Page 19
Story: The Orc’s Rage
19
Kargorr
T he parog was settling in to their new home rather nicely. He had sent off eight scouts, one in every direction, to map out the closest human settlements. They would go farther if they could, marking on leather with charcoal where they had gone and the landmarks they’d found along the way.
Just as important, though, was his selection for the small delegation he would send to the closest parog to start the process of diplomacy . He didn’t want to go away himself for so long and leave his own people without a leader at such a pivotal moment, so he thought carefully about who he would send in his stead.
Eventually he settled on Orgha, who would represent him well, along with one of his esteemed warriors, a half-orc who could match—and even surpass—a full orc with his skill in battle. If their envoy was challenged, Samrak would be a fair fight for anyone put forward.
A week after the raid, Kargorr gathered together a wagon full of goods, and even some gifts of iron and steel on top, with the promise of more in the future. It would be a long journey back into the snowy tundra for Orgha and Samrak, right into the mouth of another parog ’s territory. He hoped Cedar wouldn’t bear the brunt of Rathka’s strained bond while Orgha was away. It was difficult, Kargorr had heard, to be separated. But Orgha was his best choice for the effort, and Rathka would not be allowed to go with him while she had duties here to attend.

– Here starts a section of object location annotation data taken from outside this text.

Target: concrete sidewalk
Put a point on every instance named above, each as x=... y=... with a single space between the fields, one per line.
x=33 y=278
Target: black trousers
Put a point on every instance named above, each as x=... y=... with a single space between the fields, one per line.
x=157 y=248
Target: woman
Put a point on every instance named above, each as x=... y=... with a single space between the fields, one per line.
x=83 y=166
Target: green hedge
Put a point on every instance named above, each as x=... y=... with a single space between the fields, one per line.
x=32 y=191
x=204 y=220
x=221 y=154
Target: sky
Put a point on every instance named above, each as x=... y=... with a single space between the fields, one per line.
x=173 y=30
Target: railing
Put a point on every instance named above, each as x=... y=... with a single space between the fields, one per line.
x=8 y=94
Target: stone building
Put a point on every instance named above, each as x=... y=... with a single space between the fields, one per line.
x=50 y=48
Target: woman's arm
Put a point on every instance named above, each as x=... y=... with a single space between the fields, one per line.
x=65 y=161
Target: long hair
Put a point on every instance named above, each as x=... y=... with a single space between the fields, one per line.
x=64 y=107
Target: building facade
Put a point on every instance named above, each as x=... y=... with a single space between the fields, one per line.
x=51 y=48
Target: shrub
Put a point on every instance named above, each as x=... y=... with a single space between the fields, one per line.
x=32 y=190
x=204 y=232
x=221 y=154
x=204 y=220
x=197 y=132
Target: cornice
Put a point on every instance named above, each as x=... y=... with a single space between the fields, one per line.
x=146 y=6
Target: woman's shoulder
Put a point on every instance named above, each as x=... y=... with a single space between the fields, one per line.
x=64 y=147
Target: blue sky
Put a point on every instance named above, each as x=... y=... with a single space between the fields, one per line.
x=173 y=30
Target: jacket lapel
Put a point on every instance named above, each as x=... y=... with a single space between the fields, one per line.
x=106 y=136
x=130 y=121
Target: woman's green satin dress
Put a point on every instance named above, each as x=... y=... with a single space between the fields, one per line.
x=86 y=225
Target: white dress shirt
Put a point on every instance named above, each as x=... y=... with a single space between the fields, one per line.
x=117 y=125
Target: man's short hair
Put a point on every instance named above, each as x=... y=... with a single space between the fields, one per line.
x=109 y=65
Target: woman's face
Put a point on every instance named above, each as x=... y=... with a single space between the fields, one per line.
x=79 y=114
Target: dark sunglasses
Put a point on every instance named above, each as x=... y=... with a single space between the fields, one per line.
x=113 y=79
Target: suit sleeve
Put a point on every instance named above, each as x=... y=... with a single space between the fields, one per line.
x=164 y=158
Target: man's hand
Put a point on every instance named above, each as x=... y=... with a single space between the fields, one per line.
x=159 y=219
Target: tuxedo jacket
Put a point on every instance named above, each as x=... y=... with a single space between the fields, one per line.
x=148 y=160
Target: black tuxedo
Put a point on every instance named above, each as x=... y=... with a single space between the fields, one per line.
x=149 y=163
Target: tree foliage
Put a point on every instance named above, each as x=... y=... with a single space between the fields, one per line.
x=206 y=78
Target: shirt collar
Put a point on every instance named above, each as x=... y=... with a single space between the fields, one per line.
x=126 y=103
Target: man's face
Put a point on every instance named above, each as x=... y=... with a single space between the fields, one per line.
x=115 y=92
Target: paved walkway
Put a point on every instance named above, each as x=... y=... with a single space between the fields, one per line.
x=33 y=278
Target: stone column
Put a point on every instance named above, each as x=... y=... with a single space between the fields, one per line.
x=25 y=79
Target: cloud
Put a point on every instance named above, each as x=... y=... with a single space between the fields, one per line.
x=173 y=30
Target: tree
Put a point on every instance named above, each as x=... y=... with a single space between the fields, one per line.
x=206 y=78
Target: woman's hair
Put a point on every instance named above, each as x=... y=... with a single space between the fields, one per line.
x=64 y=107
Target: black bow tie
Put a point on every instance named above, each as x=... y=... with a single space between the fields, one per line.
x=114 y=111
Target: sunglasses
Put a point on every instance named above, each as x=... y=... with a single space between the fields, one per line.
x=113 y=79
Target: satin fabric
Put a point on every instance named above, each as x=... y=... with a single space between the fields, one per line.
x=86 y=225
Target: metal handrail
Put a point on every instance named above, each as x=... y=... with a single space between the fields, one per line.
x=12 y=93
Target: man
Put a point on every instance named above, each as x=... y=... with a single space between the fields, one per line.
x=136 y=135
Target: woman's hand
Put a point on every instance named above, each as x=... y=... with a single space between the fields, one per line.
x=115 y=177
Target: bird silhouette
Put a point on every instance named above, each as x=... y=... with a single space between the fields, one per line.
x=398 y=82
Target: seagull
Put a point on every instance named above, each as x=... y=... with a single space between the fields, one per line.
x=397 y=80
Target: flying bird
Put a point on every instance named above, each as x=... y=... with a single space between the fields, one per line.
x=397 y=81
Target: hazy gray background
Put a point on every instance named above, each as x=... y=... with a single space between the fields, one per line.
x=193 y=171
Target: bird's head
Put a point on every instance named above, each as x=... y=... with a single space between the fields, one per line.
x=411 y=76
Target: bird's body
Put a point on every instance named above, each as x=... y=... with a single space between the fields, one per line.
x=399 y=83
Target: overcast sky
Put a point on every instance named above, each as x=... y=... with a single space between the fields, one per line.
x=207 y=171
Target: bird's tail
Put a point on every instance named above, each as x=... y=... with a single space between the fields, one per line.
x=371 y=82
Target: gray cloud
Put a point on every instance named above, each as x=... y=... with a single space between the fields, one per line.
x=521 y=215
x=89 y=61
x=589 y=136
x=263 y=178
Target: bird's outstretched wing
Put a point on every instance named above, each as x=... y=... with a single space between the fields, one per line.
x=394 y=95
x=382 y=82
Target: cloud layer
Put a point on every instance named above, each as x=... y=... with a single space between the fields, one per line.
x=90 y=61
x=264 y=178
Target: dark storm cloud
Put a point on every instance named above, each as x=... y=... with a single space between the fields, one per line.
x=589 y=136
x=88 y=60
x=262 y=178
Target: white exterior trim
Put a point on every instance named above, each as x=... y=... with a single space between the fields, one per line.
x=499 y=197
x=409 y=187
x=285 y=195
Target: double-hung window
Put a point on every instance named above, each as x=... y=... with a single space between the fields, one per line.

As expected, Orgha took the news well, saying he was honored to be chosen and carefully hiding any displeasure he might have felt at being given such a task. He would be gone a long time, but he only tapped his chest and agreed to do whatever Kargorr asked.
When the sledge was prepared and Orgha mounted his cat, he stopped to lean down and kiss Rathka. He ran his hand over the tooth necklace that hung from her neck before he nudged his cat into a walk. The mammoths were yoked to the sledge, and they set off, back into the north.
There would not be another raid until Orgha returned, in case something went wrong. The weather was cooling, the earth preparing for winter, but Kargorr had begun to look forward to it. The snow would be welcome and familiar to his parog , and then he could spend plenty of time in the furs getting warm again with his concubine.
The last of the leaves on the trees fell, creating a carpet on the ground. Cedar’s kitten was growing stronger every day and had already become rather tame. She even taught it tricks, something a grrosek had never thought to do. She would cut up tiny pieces of meat and then encourage Kiya to follow her, feeding them to him as he did what he was told. He could sit, and jump into the air, and even walk around in a circle.
Cedar poured all her love into the little creature, and Lord Kargorr was surprised by how much she had to give.
“How did you come to be a slave?” he asked her one night as they lay in the furs, covered in each other’s sweat. “I have always wondered.”
Cedar tilted her head up curiously, like she didn’t understand the question. Rarely had he asked her about her life, because before, it hadn’t really mattered to him. But the more times the sun set and rose, the more often Kargorr thought about what had made her who she was, how she had come to be at the farm in the village, running off into the woods.
“My parents sold me,” Cedar finally said. “We were starving. Lissa brought a cow to our village to sell for meat, and all my parents could talk about was how long a cow would last. When they took me to her, I assumed it was to help bring the cow back.”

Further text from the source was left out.